In modern times, there is an increasing concerning about quality healthy food containing low chemical levels. In oenology, this situation is causing an important demand of ecological wine, free of sulphites (Pozo-Bayón, Monagas, Bartolomé, & Moreno-Arribas, 2012).

It is widely known that some beverages as juices or wines are not prepared to be treated by thermal methods because some organoleptic qualities as taste, colour and flavour are completely sensitive to high temperature. The employment of natural substances (García-Ruiz et al., 2013) or different technologies, as pulsed electric field (PEF) (Puértolas, López, Condón, Raso, & Álvarez, 2009), microwaves applied to wood (González-Arenzana et al., 2013), High Hydrostatic Pressure (HHP) (Morata et al., 2012), etc., have been studied in the winery context including B. bruxellensis.

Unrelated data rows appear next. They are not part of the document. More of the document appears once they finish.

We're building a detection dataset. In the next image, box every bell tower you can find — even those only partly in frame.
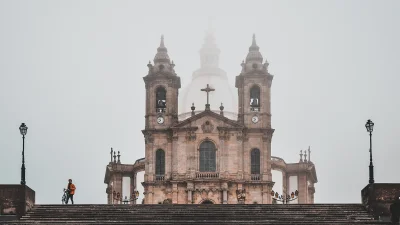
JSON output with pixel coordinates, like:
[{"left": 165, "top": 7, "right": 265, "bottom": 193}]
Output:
[
  {"left": 235, "top": 34, "right": 273, "bottom": 128},
  {"left": 143, "top": 36, "right": 181, "bottom": 130}
]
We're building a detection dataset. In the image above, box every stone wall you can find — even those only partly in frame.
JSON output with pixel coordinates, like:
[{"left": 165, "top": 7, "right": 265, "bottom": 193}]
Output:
[
  {"left": 361, "top": 183, "right": 400, "bottom": 219},
  {"left": 0, "top": 184, "right": 35, "bottom": 217}
]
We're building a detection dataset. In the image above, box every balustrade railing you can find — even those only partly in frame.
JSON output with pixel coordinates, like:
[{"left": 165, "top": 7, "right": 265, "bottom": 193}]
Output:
[
  {"left": 196, "top": 172, "right": 219, "bottom": 179},
  {"left": 156, "top": 175, "right": 165, "bottom": 181},
  {"left": 251, "top": 174, "right": 261, "bottom": 180}
]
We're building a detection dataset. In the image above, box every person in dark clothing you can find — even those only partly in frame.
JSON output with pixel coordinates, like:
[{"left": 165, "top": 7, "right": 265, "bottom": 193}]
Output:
[{"left": 65, "top": 179, "right": 76, "bottom": 204}]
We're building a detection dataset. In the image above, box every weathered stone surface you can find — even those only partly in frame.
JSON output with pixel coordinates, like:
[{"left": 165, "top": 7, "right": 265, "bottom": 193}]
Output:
[
  {"left": 0, "top": 204, "right": 390, "bottom": 225},
  {"left": 0, "top": 184, "right": 35, "bottom": 218},
  {"left": 361, "top": 183, "right": 400, "bottom": 218}
]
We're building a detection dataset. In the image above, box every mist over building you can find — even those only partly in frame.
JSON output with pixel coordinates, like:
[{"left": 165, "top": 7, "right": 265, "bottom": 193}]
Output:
[{"left": 179, "top": 27, "right": 237, "bottom": 119}]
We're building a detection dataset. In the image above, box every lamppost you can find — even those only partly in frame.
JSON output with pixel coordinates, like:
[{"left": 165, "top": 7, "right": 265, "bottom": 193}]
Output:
[
  {"left": 365, "top": 120, "right": 374, "bottom": 184},
  {"left": 19, "top": 123, "right": 28, "bottom": 185},
  {"left": 271, "top": 190, "right": 299, "bottom": 204}
]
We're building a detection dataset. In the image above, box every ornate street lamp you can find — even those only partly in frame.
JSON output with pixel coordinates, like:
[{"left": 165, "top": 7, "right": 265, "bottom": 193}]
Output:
[
  {"left": 365, "top": 120, "right": 374, "bottom": 184},
  {"left": 19, "top": 123, "right": 28, "bottom": 185},
  {"left": 271, "top": 190, "right": 299, "bottom": 204}
]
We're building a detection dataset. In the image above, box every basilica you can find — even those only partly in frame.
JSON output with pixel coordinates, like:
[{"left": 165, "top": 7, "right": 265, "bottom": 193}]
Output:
[{"left": 104, "top": 29, "right": 317, "bottom": 204}]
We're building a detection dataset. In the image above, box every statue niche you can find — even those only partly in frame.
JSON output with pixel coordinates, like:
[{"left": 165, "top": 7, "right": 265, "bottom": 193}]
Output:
[{"left": 156, "top": 86, "right": 167, "bottom": 113}]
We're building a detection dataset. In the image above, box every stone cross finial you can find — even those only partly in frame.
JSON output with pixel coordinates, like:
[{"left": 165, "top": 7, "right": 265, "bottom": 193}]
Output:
[
  {"left": 200, "top": 84, "right": 215, "bottom": 110},
  {"left": 110, "top": 148, "right": 113, "bottom": 162},
  {"left": 190, "top": 103, "right": 196, "bottom": 116},
  {"left": 300, "top": 150, "right": 303, "bottom": 162}
]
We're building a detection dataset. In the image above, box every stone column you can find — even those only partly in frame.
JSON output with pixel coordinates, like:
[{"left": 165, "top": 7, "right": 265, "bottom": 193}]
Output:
[
  {"left": 261, "top": 184, "right": 272, "bottom": 204},
  {"left": 187, "top": 182, "right": 194, "bottom": 204},
  {"left": 297, "top": 172, "right": 308, "bottom": 204},
  {"left": 172, "top": 183, "right": 178, "bottom": 204},
  {"left": 281, "top": 171, "right": 290, "bottom": 195},
  {"left": 222, "top": 183, "right": 228, "bottom": 204}
]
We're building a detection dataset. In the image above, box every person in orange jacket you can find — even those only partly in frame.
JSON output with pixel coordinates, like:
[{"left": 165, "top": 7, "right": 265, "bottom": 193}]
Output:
[{"left": 65, "top": 179, "right": 76, "bottom": 204}]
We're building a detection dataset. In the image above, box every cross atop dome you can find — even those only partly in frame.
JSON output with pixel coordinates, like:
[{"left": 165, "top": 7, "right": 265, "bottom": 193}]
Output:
[{"left": 200, "top": 84, "right": 215, "bottom": 110}]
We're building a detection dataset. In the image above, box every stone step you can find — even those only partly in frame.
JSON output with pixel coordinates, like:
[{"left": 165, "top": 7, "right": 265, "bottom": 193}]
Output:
[{"left": 0, "top": 204, "right": 390, "bottom": 225}]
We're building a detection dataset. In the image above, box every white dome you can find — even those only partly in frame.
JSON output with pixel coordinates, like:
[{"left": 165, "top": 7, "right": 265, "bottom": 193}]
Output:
[
  {"left": 179, "top": 68, "right": 237, "bottom": 113},
  {"left": 179, "top": 31, "right": 237, "bottom": 117}
]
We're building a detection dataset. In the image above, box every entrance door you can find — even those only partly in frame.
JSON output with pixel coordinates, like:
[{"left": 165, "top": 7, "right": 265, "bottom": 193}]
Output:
[{"left": 201, "top": 200, "right": 214, "bottom": 204}]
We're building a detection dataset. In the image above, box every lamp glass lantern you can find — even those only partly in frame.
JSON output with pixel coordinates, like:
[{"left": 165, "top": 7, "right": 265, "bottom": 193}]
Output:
[
  {"left": 19, "top": 123, "right": 28, "bottom": 136},
  {"left": 365, "top": 120, "right": 374, "bottom": 133}
]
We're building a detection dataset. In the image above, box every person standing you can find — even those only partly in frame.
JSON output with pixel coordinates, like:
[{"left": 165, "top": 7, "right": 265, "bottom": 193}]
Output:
[{"left": 65, "top": 179, "right": 76, "bottom": 204}]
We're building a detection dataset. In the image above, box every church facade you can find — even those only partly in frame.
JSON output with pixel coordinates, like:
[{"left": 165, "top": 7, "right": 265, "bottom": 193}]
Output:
[{"left": 104, "top": 33, "right": 317, "bottom": 204}]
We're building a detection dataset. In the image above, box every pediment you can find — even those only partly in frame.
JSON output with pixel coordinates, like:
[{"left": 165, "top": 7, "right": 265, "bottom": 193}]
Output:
[{"left": 172, "top": 110, "right": 244, "bottom": 129}]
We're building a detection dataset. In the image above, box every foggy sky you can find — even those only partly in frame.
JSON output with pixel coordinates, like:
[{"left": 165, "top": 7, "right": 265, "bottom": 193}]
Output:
[{"left": 0, "top": 0, "right": 400, "bottom": 204}]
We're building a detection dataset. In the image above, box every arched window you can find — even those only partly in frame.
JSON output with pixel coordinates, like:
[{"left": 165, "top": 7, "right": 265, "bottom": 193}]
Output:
[
  {"left": 156, "top": 149, "right": 165, "bottom": 175},
  {"left": 250, "top": 85, "right": 260, "bottom": 107},
  {"left": 200, "top": 141, "right": 217, "bottom": 172},
  {"left": 156, "top": 87, "right": 167, "bottom": 112},
  {"left": 251, "top": 148, "right": 260, "bottom": 174}
]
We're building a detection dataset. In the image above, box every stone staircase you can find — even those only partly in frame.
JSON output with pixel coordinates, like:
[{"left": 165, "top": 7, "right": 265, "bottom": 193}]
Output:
[{"left": 0, "top": 204, "right": 391, "bottom": 225}]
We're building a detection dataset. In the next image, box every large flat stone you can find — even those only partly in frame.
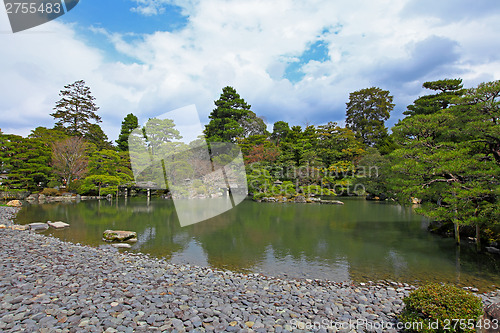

Among them, HHP is considered a promising and attractive technology that is transferred uniformly and instantly in food without heating the system (Mok et al., 2006). The HHP produces the volume reduction of the biological unit causing structural alterations in biomolecules, lipid membranes, protein structure, cell division, etc. (Balny et al., 2002, Bartlett, 2002, Mentré et al., 1999, Winter and Jeworrek, 2009). Hence, HHP could be useful to achieve non-thermal pasteurization and to improve life extension of food products without substantial modification of nutritional, functional and organoleptic properties of foods. Currently, a whole range of products such as fruit juices, (Barba et al., 2014, Buzrul, 2012), garlic (Kim, Kim, Kim, Noh, & Choi, 2014) or table olives (Pradas et al., 2012) have been subjected to HHP. The antiseptic effect of HHP in wines has been demonstrated and described in certain studies (Delfini et al., 1995, Puig et al., 2003). Furthermore, investigations about how HHP affects wine and grape quality have been published since 1994, concluding that this application could be interesting for pasteurization and for increasing the extractability without varying the organoleptic qualities (Buzrul, 2012, Lonvaud-Funel et al., 1994, Morata et al., 2015). The present study was targeted to describe the B. bruxellensis inactivation, with different ethanol content and pH, after being submitted to HHP from one to seven minutes at 100 MPa, 200 MPa and 300 MPa.